Will AI and ML impact the cyber security industry?
According to current AI and ML research trends, advances in cyber-security have advanced ML algorithms to the next level of learning, implying that future security-centric AI and ML applications will be distinguished by their speed and accuracy. Machine Learning, Artificial Intelligence, and the Future of Cyber Security contains the complete story. This emerging practise could help Data Scientists and cyber security specialists work together to achieve common software development goals.
Benefiting Humanity: AI and ML in Core Industry Sectors
It’s difficult to overlook the global impact of “AI Washing” in today’s commercial market, as well as how AI and machine learning may transform application development markets in the future.
AI and machine learning have often been compared to the discovery of electricity at the beginning of the Industrial Revolution. These cutting-edge technologies, like electricity, have ushered in a new age in information technology history.
Today, AI and machine learning-powered platforms are transforming the way businesses are conducted across all industries. These cutting-edge technologies are progressively bringing about dramatic changes in a variety of industries, including the following:
- Healthcare:Human practitioners and robots will gradually work together to improve outcomes. Smart AI enabled equipment would be expected to provide faster and accurate diagnoses of patient ailments, allowing practitioners to attend more number of patients.
- Financial Services : The article AI and Machine Learning are the New Future Technology Trends looks at how new technologies such as blockchain are affecting India’s capital markets. Capital-market operators, for example, can use blockchain to forecast market movements and detect fraud. AI technologies not only open up new business models in the financial sector, but they also strengthen the position of AI technologists in the business-investment ecosystem.

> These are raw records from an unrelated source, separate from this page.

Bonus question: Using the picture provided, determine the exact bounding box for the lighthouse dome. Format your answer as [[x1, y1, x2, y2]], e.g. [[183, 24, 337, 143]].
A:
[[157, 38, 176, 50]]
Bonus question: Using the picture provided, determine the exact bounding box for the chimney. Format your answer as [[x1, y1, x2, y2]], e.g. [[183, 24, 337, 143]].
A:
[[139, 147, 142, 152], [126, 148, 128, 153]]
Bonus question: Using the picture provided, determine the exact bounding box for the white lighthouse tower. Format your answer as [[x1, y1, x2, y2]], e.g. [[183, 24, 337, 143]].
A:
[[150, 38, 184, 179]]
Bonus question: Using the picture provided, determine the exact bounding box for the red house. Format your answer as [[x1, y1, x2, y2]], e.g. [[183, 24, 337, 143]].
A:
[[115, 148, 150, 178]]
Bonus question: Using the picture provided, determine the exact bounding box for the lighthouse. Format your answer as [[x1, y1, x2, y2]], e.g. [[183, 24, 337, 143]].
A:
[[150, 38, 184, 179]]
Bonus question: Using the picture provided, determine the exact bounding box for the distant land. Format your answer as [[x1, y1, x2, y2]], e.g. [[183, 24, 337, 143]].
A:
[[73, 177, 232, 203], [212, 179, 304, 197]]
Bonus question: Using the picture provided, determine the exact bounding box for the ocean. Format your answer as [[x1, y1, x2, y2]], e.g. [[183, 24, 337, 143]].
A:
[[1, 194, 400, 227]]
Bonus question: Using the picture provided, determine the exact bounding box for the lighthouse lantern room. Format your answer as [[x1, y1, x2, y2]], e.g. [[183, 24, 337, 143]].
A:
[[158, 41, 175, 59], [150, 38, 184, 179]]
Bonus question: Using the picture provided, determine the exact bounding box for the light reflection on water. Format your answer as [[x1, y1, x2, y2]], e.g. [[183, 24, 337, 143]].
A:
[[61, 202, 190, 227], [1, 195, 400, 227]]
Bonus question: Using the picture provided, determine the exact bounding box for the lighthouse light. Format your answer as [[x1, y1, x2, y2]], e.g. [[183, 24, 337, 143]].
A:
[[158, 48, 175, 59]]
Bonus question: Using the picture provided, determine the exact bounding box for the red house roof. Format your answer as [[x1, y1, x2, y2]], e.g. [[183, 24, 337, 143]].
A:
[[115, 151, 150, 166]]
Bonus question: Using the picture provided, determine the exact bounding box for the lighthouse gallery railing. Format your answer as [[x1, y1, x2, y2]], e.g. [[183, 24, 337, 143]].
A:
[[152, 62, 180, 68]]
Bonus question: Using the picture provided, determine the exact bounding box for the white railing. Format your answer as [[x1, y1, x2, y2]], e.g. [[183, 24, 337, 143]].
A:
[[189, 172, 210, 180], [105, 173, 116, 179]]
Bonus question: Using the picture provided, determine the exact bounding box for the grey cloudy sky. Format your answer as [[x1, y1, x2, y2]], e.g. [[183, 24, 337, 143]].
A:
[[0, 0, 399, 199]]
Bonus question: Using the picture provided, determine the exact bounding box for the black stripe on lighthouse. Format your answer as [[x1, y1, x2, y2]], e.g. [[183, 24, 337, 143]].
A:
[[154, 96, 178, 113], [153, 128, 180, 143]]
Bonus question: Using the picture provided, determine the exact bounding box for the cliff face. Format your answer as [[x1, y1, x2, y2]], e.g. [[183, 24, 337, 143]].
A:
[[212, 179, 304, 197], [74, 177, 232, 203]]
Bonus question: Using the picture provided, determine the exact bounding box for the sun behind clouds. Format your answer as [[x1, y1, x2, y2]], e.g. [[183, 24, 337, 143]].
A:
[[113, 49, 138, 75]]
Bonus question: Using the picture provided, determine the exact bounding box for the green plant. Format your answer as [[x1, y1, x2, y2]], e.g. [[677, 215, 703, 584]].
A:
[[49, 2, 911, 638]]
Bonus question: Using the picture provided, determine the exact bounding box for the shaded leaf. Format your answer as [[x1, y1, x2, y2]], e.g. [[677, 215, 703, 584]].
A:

- Real Estate : Contactually.com, an innovative CRM system for the real estate industry, was created exclusively to link investors with entrepreneurs in Washington, DC. Computer Learning algorithms add to the power of the static system, transforming it into a live, interactive machine that listens, approves, and suggests.
- Administration of Databases : AI technology can automate procedures and duties in a typical DBA system because of the repeated tasks. Nowadays DBA is equipped with modern AI based algorithms so that they may make value-added contributions to their organisations rather than just executing routine jobs.
- Personal Devices : According to several analysts, AI represents a game changer for the personal device sector. By 2020, AI-enabled Cloud platforms will be used by around 60% of personal-device technology manufacturers to supply better functionality and personalised services. Artificial intelligence will provide an “emotional user experience.”